Richard Lea 

Waterstones kindle a deal for destruction with Amazon

Waterstones promise to make ebooks 'dramatically better' by teaming up with Amazon, but will you be browsing the shelves with your Kindle?
  
  

The Amazon Kindle
In a Waterstone's bookshop near you? ... The Amazon Kindle. Photograph: Mary Knox Merrill / Christian Science Monitor / Getty Photograph: Mary Knox Merrill/Christian Science Monitor/Getty

Monday morning and already it's the end of the world. Instead of teaming up with Barnes and Noble to cast out the "ruthless money-making devil" Amazon, a tired-looking James Daunt has pulled up a chair and supped with him, striking a deal to "launch new e-reading services and offer Kindle digital devices through its UK shops". Is that what he meant when he talked about being "different from Amazon … [and] better"?

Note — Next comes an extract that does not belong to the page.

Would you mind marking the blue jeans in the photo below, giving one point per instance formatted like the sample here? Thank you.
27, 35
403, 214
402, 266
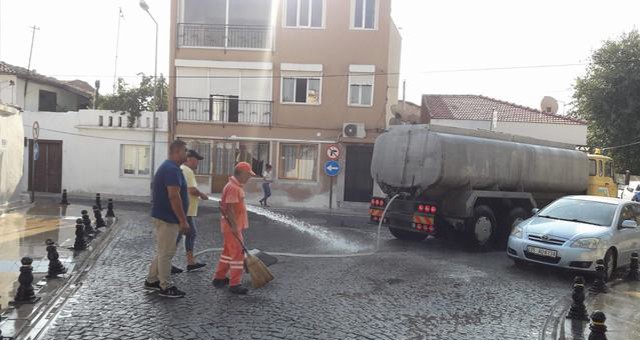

Daunt said it was a "truly exciting prospect" to welcome a ravening tiger into his living room. Er no. Sorry, what he's really excited about is harnessing "the respective strengths of Waterstones and Amazon to provide a dramatically better digital reading experience for our customers." Meanwhile Jeff Bezos said that Waterstones was his favourite bookseller, and that he was looking forward to getting his teeth into the only remaining rival on the high street – I mean bringing together "digital reading and the physical bookstore".

Writers and agents reacted with incredulity to a deal which seems to do little more for Waterstones than legitimise Amazon's controversial price-check app. Maybe Daunt's called this right, and there's no point in competing with the "best digital readers", but it's hard to see how physical bookshops can make the Kindle "dramatically better".

The thinking seems to be that since we all like browsing in bookshops, and we all like reading on digital devices, combining the "singular pleasures of browsing a curated bookshop" with the "best digital readers" will make for the best of both worlds. But that seems to fundamentally misunderstand the appeal of the digital reading experience. Full disclosure: I don't use a Kindle, but price aside, the attraction of the Kindle experience seems to be that you can have lots of books, straight away – neither of which is usually much of a problem when you're standing in a bookshop. And the risk that Waterstones runs is that by welcoming its greatest rival onto the high street it puts Amazon's device into the hands of its most committed customers.

The terms of the deal won't be announced until the autumn, but the success or failure of this deal will be determined by what people think digital reading is. So, Kindle users, and … er … book readers alike: will you be heading down to your local Waterstones to join James Daunt at the devil's table, or is this turkeys voting for Christmas?